La croissance est une variable fondamentale de l’économie. Ceci est ressorti avec d’autant plus d’évidence lorsque la France a dû subir une récession de – 8,2% en 2020. L’année 2021 a été positivement favorable mais elle semble s’inscrire au rang des exceptions.
Après une véritable purge en 2020 qui a été contrecarrée par des injections massives d’argent public (le désormais fameux « quoi qu’il en coûte ») qui ont nourri un ensemble de politiques contra-cycliques et réservé une place de choix aux apports théoriques de John Maynard Keynes, la France a réussi un rattrapage.

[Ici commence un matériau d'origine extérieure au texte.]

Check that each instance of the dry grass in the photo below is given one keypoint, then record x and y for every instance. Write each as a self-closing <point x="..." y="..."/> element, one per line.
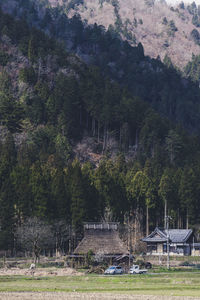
<point x="79" y="296"/>
<point x="152" y="33"/>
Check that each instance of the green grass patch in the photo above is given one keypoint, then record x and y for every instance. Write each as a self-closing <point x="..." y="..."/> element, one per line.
<point x="170" y="283"/>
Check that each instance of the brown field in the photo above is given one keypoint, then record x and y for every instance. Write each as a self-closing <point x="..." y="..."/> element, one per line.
<point x="85" y="296"/>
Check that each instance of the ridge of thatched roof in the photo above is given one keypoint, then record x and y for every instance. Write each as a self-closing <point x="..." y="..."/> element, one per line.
<point x="102" y="241"/>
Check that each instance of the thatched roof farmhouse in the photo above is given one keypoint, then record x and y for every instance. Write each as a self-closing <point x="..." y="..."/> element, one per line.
<point x="101" y="238"/>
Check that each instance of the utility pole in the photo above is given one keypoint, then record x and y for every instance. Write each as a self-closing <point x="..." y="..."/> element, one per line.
<point x="167" y="225"/>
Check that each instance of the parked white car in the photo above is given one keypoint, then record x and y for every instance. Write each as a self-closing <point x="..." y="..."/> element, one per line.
<point x="112" y="270"/>
<point x="135" y="269"/>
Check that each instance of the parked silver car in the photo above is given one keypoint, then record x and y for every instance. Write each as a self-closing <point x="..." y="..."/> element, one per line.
<point x="114" y="270"/>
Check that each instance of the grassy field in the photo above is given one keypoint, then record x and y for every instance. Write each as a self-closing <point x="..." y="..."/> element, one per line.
<point x="163" y="284"/>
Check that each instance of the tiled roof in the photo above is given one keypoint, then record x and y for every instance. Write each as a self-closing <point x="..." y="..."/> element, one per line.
<point x="175" y="235"/>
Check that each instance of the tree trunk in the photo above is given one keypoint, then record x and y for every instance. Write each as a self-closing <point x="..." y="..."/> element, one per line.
<point x="187" y="219"/>
<point x="98" y="131"/>
<point x="165" y="215"/>
<point x="147" y="221"/>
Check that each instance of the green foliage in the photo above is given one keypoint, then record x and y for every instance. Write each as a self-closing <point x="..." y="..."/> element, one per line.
<point x="195" y="36"/>
<point x="4" y="58"/>
<point x="11" y="113"/>
<point x="171" y="28"/>
<point x="27" y="75"/>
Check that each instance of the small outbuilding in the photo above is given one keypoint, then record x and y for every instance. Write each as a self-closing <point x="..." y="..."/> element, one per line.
<point x="180" y="241"/>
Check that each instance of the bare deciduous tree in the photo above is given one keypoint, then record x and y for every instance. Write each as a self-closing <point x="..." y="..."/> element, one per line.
<point x="35" y="235"/>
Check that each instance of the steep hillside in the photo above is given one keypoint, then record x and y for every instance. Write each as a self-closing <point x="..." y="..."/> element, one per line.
<point x="161" y="28"/>
<point x="59" y="116"/>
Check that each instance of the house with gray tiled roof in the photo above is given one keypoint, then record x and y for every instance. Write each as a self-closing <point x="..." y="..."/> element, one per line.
<point x="180" y="241"/>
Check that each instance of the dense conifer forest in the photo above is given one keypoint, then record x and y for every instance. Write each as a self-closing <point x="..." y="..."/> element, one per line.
<point x="142" y="116"/>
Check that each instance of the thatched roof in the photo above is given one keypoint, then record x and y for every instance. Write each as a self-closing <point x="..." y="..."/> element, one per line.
<point x="101" y="240"/>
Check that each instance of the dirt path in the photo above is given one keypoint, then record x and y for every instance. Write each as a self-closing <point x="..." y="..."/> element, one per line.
<point x="83" y="296"/>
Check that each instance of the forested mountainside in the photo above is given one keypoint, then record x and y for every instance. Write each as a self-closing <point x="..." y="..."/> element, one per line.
<point x="156" y="83"/>
<point x="49" y="101"/>
<point x="161" y="28"/>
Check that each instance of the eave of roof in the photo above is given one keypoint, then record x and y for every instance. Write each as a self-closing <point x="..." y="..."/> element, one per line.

Ainsi, la croissance du PIB pour 2021 est estimée à 6,25% par le Haut Conseil des Finances Publiques (HCFP) et même à 6,75% par la Banque de France. Notons que ces deux quantifications ont été rendues publiques avant la résurgence de la pression épidémique qui risque fort d’altérer le mois crucial qu’est Décembre. En clair, le T4 pourrait être moins enthousiasmant que prévu initialement.
Là où la situation se tend, c’est pour la prévision 2022 et 2023.
La Banque de France tablait, comme le Gouvernement dans son collectif budgétaire (PLFR 2022) sur une croissance 2022 à + 4,0% là où bien des instituts se calaient sur le chiffre de 3,5%. En fin de semaine dernière la BdF a revu sa prévision à + 3,6%, ce qui a été qualifié par la plupart des médias comme un « léger ajustement ». Pour ma part, je note que de 4 à 3,6% il y a une décrue de 10% (soit 0,4%) ce qui relève du domaine du significatif.
Je suis, comme d’autres, lassé de ces analyses euphoriques sur la croissance.
A l’appui de cette lassitude voire de cette insurrection intellectuelle tant le climat pré-électoral justifie des errements, il faut examiner l’année 2023. La Banque de France prévoit un chiffre de 1,9%.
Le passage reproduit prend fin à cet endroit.